Sur les demandes accessoires
Monsieur [T] [E] [G], partie perdante, supportera la charge des dépens en application de l’article 696 du code de procédure civile, qui comprendront notamment le coût du commandement de payer.
Il serait inéquitable de laisser à la charge de Monsieur [M] [V] et Madame [F] [P] épouse [V] les frais exposés par lui dans la présente instance et non compris dans les dépens. La somme de 200 euros lui sera donc allouée au titre de l’article 700 du code de procédure civile au paiement de laquelle le défendeur sera condamné.

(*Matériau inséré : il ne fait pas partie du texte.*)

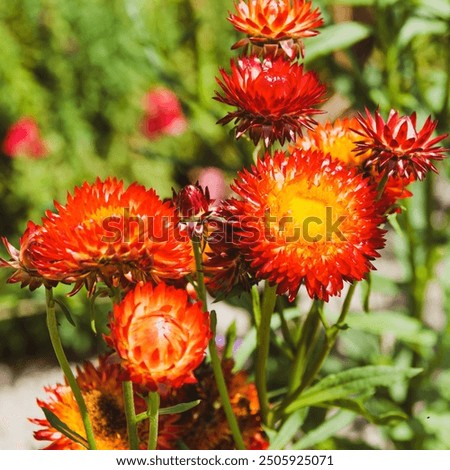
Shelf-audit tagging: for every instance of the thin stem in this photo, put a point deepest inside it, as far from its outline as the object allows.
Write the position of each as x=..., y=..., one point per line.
x=304, y=346
x=153, y=401
x=330, y=340
x=55, y=339
x=130, y=413
x=214, y=355
x=262, y=352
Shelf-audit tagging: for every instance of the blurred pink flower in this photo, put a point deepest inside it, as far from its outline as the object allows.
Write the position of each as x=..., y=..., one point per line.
x=213, y=179
x=23, y=139
x=163, y=114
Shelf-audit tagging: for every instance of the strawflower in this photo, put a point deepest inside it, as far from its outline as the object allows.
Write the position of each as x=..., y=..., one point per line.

La présente décision est exécutoire à titre provisoire, conformément à l’article 514 du code de procédure civile.
PAR CES MOTIFS
Le juge des contentieux de la protection statuant en référé, par ordonnance contradictoire rendue en premier ressort et mise à disposition au greffe,
Au principal, RENVOIE les parties à se pourvoir ainsi qu’elles aviseront mais, dès à présent,
DECLARE la demande de constatation de l’acquisition de la clause résolutoire recevable ;
CONSTATE que les conditions d’acquisition de la clause résolutoire figurant au bail conclu le 18 avril 2018 entre Monsieur [M] [V] et Madame [F] [P] épouse [V] et Monsieur [T] [E] [G] concernant le logement, situé [Adresse 3] sont réunies à la date du 3 novembre 2025 ;
CONDAMNE Monsieur [T] [E] [G] à verser à Monsieur [M] [V] et Madame [F] [P] épouse [V], à titre provisionnel, la somme de 1 636,13 euros décompte arrêté au 29 janvier 2026, incluant la mensualité de janvier, correspondant à l’arriéré de loyers, charges et indemnités d’occupation, avec les intérêts au taux légal sur la somme de 2 303,05 euros à compter du 3 septembre 2025 et à compter du prononcé de la décision pour le surplus ;
ORDONNE la capitalisation des intérêts ;
AUTORISE Monsieur [T] [E] [G] à s’acquitter de la dette par 36 acomptes successifs et mensuels de 45 euros, payables avant le 5 de chaque mois et pour la première fois, le 5 du mois suivant la signification de la présente décision, et jusqu’à extinction de la dette, la dernière mensualité étant majorée du solde de la dette, des intérêts et frais,
RAPPELLE que ces sommes sont à verser en plus du loyer et des charges courants à leur date d’exigibilité;
SUSPEND les effets de la clause résolutoire pendant l’exécution des délais accordés;
DIT que si les délais accordés sont entièrement respectés, la clause résolutoire sera réputée n’avoir jamais été acquise ;
RAPPELLE qu’à défaut de paiement d’une seule des mensualités à son terme ou du loyer courant :
— la dette deviendra immédiatement exigible,
— la clause résolutoire reprendra tous ses effets,
— faute de départ volontaire des lieux loués dans les deux mois après la signification du commandement d’avoir à quitter les lieux, il pourra être procédé à l’expulsion, de Monsieur [T] [E] [G] et de tous occupants de son chef, avec le concours de la force publique et d’un serrurier le cas échéant, étant rappelé que le sort des meubles et effets se trouvant dans le local sera réglé conformément aux articles L. 433-1 et suivants et R. 433-1 et suivants du Code des procédures civiles d’exécution,
— Monsieur [T] [E] [G] sera tenu au paiement d’une indemnité mensuelle d’occupation provisionnelle égale au montant du loyer et des charges qui auraient été dus en l’absence de résiliation du bail jusqu’à la date de la libération effective et définitive des lieux caractérisée par la remise des clefs au bailleur ou à son mandataire, soit 747,20 euros à ce jour ;
REJETTE le surplus des demandes ;
DÉBOUTE Monsieur [M] [V] et Madame [F] [P] épouse [V] de leur demande au titre de dommages et intérêts pour résistance abusive,
CONDAMNE Monsieur [T] [E] [G] aux dépens, qui comprendront uniquement le coût du commandement de payer ;
CONDAMNE Monsieur [T] [E] [G] à verser à Monsieur [M] [V] et Madame [F] [P] épouse [V] une somme de 200 euros au titre de l’article 700 du code de procédure civile ;
RAPPELLE que la présente ordonnance est exécutoire de plein droit à titre provisoire.
Ainsi ordonné et prononcé par ordonnance signée les jour, mois et an susdits par le président et le greffier susnommés et mise à disposition au greffe.